Vice-líder da Série B do Brasileirão no comando do Vila Nova, Guto Ferreira tem se mostrado, a cada ano que passa, um técnico importante e renomado no futebol brasileiro, com passagens de sucesso em Coritiba, Sport, Ceará e Remo.

Nesta quarta-feira (3), o treinador, nos últimos anos especialista em conduzir seus times à elite do Brasileirão, foi o convidado do Fala a Fonte e, entre os assuntos tratados, opinou sobre a situação de Filipe Luís, que no início do ano foi demitido do Flamengo, mesmo após uma temporada em que levou o time aos títulos do Campeonato Brasileiro e da CONMEBOL Libertadores.

De acordo com Guto, Filipe já mostrava, desde os tempos de jogador, que teria sucesso na carreira na beira do gramado: "Um grande jogador, inteligentíssimo, que, durante a carreira, não só jogou, mas buscou também entender a estrutura de treinamento, os motivos de jogar daquela maneira, da tática. Demonstrou ser cara de vanguarda ao chegar no Flamengo ao testar as ideias dele da base no profissional e teve resultado imediato", iniciou, dizendo que acha que ele foi injustiçado no Flamengo, antes de agora virar treinador do Monaco, recolocando os brasileiros no mercado de treinadores na Europa.

"Foi para a França agora por uma questão injusta em termos de campo, foi algo político ali que aconteceu. Dentro de campo não tem o que falar dele, por mais do que seja o Flamengo. Torço muito por ele. Se nós aqui temos aceitação do treinador europeu, por que eles lá não terão aceitação a nós? Torço para que ele consiga realizar, e ele tem competência para isso, um trabalho do nível que ele realizou no Flamengo, pois isso vai trabalhar para melhor a visão sobre o treinador brasileiro, que, na minha concepção, não deve nada para ninguém."

Elogiando os técnicos brasileiros, Guto ainda fez um paralelo com a "invasão" dos estrangeiros no Brasil, propondo uma equivalência, já que para o brasileiro trabalhar na Europa, ele precisa de uma licença específica.

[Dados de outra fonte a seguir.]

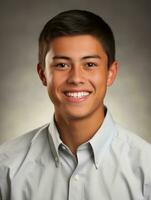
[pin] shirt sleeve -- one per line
(4, 183)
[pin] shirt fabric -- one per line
(114, 164)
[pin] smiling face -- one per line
(76, 75)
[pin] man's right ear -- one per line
(41, 74)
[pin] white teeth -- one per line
(77, 94)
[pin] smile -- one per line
(77, 94)
(76, 97)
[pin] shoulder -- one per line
(13, 152)
(135, 151)
(131, 139)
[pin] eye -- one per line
(90, 64)
(61, 66)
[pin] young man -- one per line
(82, 154)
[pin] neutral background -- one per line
(24, 104)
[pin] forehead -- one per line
(76, 45)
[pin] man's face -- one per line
(76, 75)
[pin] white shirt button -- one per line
(76, 177)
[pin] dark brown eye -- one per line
(91, 64)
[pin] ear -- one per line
(112, 72)
(41, 74)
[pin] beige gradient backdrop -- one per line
(24, 104)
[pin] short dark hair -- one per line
(77, 22)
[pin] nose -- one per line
(76, 76)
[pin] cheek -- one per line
(55, 83)
(99, 79)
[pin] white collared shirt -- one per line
(114, 164)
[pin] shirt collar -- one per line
(54, 140)
(101, 141)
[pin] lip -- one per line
(72, 99)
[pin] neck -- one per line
(74, 132)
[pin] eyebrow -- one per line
(83, 58)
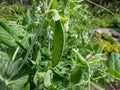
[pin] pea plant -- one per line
(51, 48)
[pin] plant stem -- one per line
(101, 7)
(40, 27)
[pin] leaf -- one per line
(114, 61)
(59, 40)
(81, 58)
(7, 69)
(13, 29)
(76, 74)
(47, 80)
(16, 84)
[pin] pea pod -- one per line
(76, 74)
(59, 40)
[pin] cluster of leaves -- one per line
(51, 48)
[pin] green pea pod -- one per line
(54, 3)
(5, 36)
(59, 40)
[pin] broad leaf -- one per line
(7, 69)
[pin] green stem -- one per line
(101, 7)
(40, 27)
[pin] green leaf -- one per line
(13, 29)
(81, 58)
(16, 84)
(76, 74)
(114, 61)
(7, 69)
(59, 40)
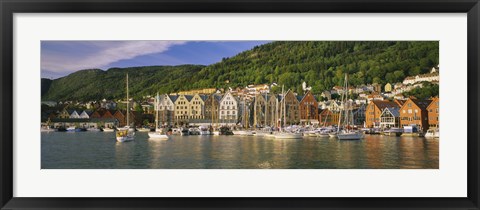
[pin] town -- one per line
(374, 107)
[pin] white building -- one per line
(228, 108)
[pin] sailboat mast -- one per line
(266, 108)
(284, 110)
(255, 113)
(156, 112)
(128, 102)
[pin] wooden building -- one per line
(414, 112)
(374, 111)
(308, 109)
(434, 113)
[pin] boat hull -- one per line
(154, 135)
(288, 136)
(125, 138)
(350, 136)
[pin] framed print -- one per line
(252, 105)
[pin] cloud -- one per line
(69, 56)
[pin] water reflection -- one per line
(100, 150)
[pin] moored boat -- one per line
(433, 133)
(393, 132)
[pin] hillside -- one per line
(97, 84)
(320, 64)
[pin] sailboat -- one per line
(158, 133)
(347, 133)
(283, 134)
(126, 133)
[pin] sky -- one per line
(60, 58)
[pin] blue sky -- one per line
(60, 58)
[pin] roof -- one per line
(382, 104)
(299, 97)
(173, 98)
(394, 110)
(423, 104)
(203, 97)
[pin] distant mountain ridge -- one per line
(320, 64)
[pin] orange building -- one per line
(374, 110)
(328, 118)
(433, 113)
(414, 112)
(308, 109)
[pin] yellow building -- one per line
(388, 87)
(198, 91)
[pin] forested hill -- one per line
(321, 64)
(96, 84)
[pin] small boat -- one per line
(433, 133)
(332, 135)
(323, 135)
(284, 135)
(143, 129)
(93, 129)
(204, 130)
(412, 131)
(108, 129)
(350, 135)
(47, 129)
(125, 134)
(184, 132)
(158, 134)
(393, 132)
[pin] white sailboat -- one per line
(126, 133)
(158, 133)
(347, 133)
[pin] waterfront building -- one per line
(107, 115)
(197, 107)
(260, 104)
(64, 114)
(374, 111)
(85, 114)
(74, 115)
(390, 117)
(359, 115)
(374, 96)
(273, 109)
(182, 108)
(434, 112)
(388, 88)
(212, 107)
(414, 112)
(166, 109)
(328, 117)
(121, 118)
(292, 108)
(198, 91)
(229, 108)
(308, 109)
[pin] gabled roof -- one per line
(173, 98)
(423, 104)
(384, 104)
(203, 97)
(395, 111)
(299, 98)
(188, 97)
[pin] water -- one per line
(90, 150)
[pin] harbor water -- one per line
(100, 150)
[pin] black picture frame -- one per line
(9, 7)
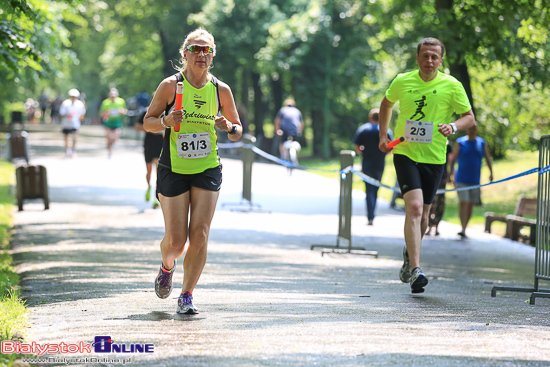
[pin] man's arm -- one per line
(384, 122)
(465, 121)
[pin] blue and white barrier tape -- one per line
(286, 163)
(363, 176)
(375, 182)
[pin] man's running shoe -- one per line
(418, 281)
(405, 272)
(185, 304)
(163, 283)
(148, 194)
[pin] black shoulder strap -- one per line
(215, 81)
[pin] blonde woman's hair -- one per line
(199, 32)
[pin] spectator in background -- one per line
(289, 123)
(72, 113)
(366, 142)
(111, 111)
(44, 102)
(469, 151)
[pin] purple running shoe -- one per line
(185, 304)
(163, 283)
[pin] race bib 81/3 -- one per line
(419, 131)
(194, 145)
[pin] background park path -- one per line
(88, 264)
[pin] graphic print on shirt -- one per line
(198, 102)
(420, 104)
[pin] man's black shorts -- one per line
(172, 184)
(412, 175)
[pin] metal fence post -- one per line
(247, 155)
(345, 211)
(542, 243)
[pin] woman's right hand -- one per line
(174, 118)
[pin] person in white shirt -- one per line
(72, 113)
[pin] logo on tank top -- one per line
(198, 102)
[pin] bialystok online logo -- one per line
(101, 344)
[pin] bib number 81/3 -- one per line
(194, 145)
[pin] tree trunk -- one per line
(259, 110)
(457, 63)
(317, 125)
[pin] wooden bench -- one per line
(515, 222)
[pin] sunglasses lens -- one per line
(197, 49)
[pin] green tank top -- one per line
(193, 147)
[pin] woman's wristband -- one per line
(162, 122)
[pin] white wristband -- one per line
(162, 122)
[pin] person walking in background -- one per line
(189, 175)
(111, 111)
(427, 100)
(288, 124)
(54, 109)
(72, 112)
(152, 146)
(44, 103)
(366, 142)
(438, 206)
(469, 151)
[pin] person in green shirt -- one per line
(427, 99)
(111, 111)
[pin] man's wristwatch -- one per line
(453, 125)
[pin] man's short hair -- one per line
(430, 41)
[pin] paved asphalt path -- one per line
(88, 264)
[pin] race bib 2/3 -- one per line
(419, 131)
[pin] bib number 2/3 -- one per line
(419, 131)
(195, 145)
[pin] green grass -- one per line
(13, 312)
(499, 198)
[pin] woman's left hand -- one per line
(223, 124)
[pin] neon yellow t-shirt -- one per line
(194, 149)
(433, 101)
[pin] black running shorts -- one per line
(172, 184)
(412, 175)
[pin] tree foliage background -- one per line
(335, 57)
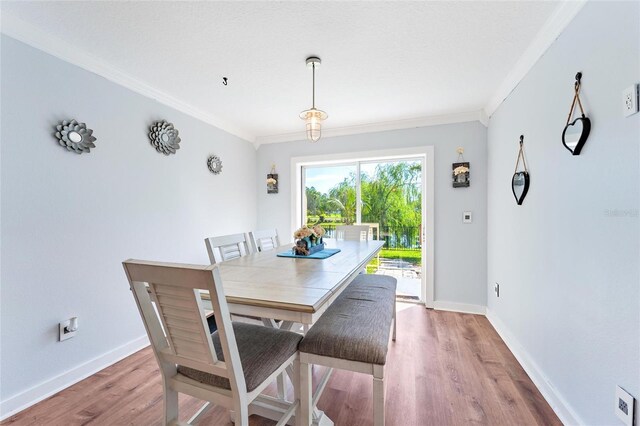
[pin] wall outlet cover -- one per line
(625, 404)
(630, 100)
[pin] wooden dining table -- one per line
(292, 290)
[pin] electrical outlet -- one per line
(630, 100)
(68, 328)
(625, 404)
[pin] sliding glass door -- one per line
(385, 194)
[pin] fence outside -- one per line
(395, 237)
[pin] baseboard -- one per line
(559, 405)
(31, 396)
(465, 308)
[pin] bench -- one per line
(353, 334)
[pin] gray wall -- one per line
(459, 271)
(567, 260)
(68, 220)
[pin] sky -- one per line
(323, 178)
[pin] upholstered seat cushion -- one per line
(356, 326)
(262, 350)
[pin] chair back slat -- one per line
(264, 240)
(227, 247)
(177, 326)
(353, 232)
(183, 320)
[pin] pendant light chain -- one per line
(313, 84)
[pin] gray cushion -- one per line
(356, 326)
(262, 350)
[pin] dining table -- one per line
(284, 291)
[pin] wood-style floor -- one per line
(444, 369)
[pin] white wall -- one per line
(459, 271)
(68, 220)
(567, 260)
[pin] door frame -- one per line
(424, 153)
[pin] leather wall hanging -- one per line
(521, 179)
(576, 132)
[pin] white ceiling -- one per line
(382, 62)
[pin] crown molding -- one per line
(463, 117)
(549, 32)
(33, 36)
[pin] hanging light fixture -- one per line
(313, 117)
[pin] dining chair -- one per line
(230, 367)
(353, 232)
(227, 247)
(264, 240)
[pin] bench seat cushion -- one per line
(262, 351)
(356, 326)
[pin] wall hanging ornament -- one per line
(75, 136)
(214, 164)
(460, 171)
(575, 133)
(272, 181)
(521, 179)
(164, 137)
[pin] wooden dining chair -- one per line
(353, 232)
(264, 240)
(227, 247)
(230, 367)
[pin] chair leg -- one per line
(241, 413)
(296, 391)
(306, 396)
(170, 406)
(378, 395)
(394, 322)
(280, 385)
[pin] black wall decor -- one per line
(460, 172)
(521, 179)
(576, 132)
(272, 181)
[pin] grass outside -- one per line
(410, 255)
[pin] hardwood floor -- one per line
(444, 369)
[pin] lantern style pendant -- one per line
(313, 117)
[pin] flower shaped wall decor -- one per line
(164, 137)
(214, 164)
(75, 136)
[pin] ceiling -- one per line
(382, 62)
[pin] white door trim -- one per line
(426, 153)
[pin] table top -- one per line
(265, 285)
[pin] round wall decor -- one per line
(75, 136)
(164, 137)
(214, 164)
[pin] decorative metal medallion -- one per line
(75, 136)
(214, 164)
(164, 137)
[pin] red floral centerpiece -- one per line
(308, 240)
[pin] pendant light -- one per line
(313, 117)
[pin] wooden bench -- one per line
(353, 334)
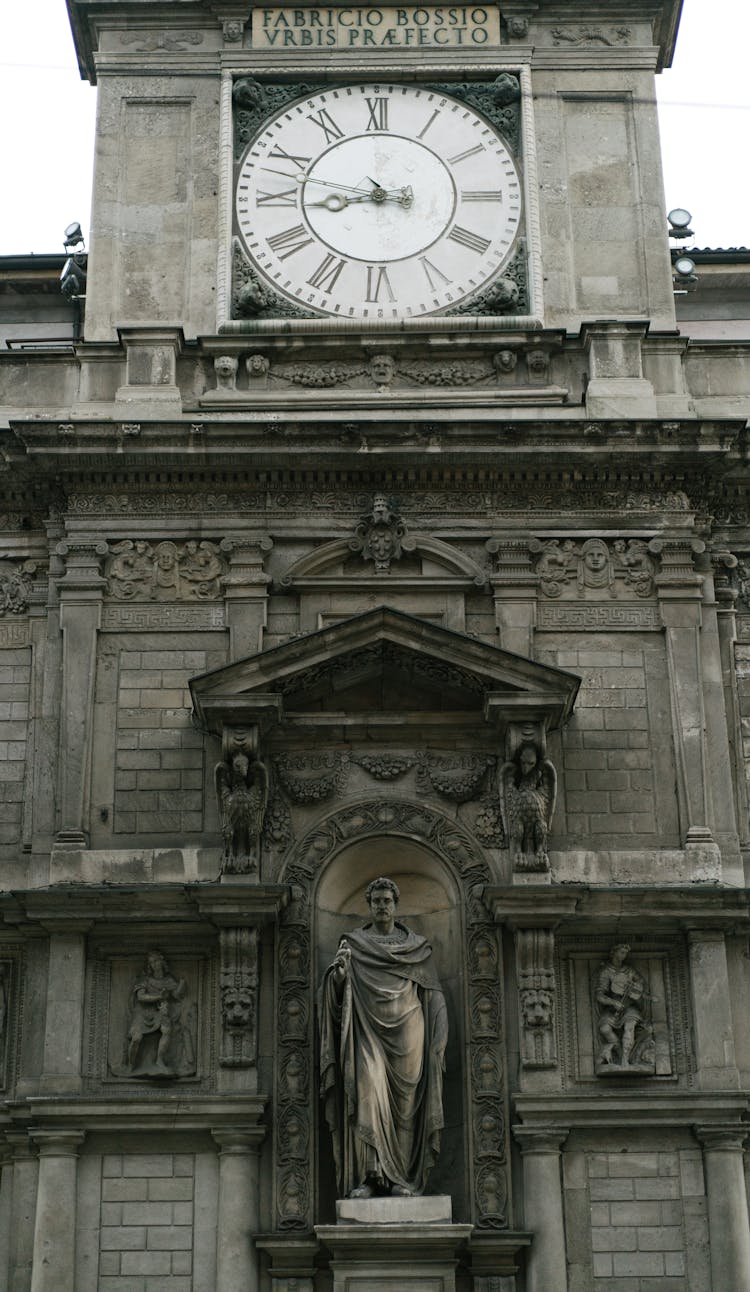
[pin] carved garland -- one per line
(295, 1093)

"Começando sobre a Licença, ela não é só totalmente injusta, e não sei quem controla e por que não controla dentro da CBF, porque a nível de Conmebol é controlada. Por que não é dada equivalência aqui? Tem treinadores que chegam aqui sem a licença e conseguem autorização para trabalhar aqui, e nem sempre são melhores que os brasileiros. A sequência dos trabalhos tem mostrado isso. Em qualquer lugar, não é questão de nacionalidade, mas sim da competência do treinador."

Ao contrário da Série A, que já parou e permanecerá sem jogos durante a Copa do Mundo, a Série B continua. O Vila Nova, de Guto Ferreira, volta a atuar na próxima segunda-feira (8), quando recebe o Botafogo-SP. O duelo terá transmissão no plano premium do Disney+.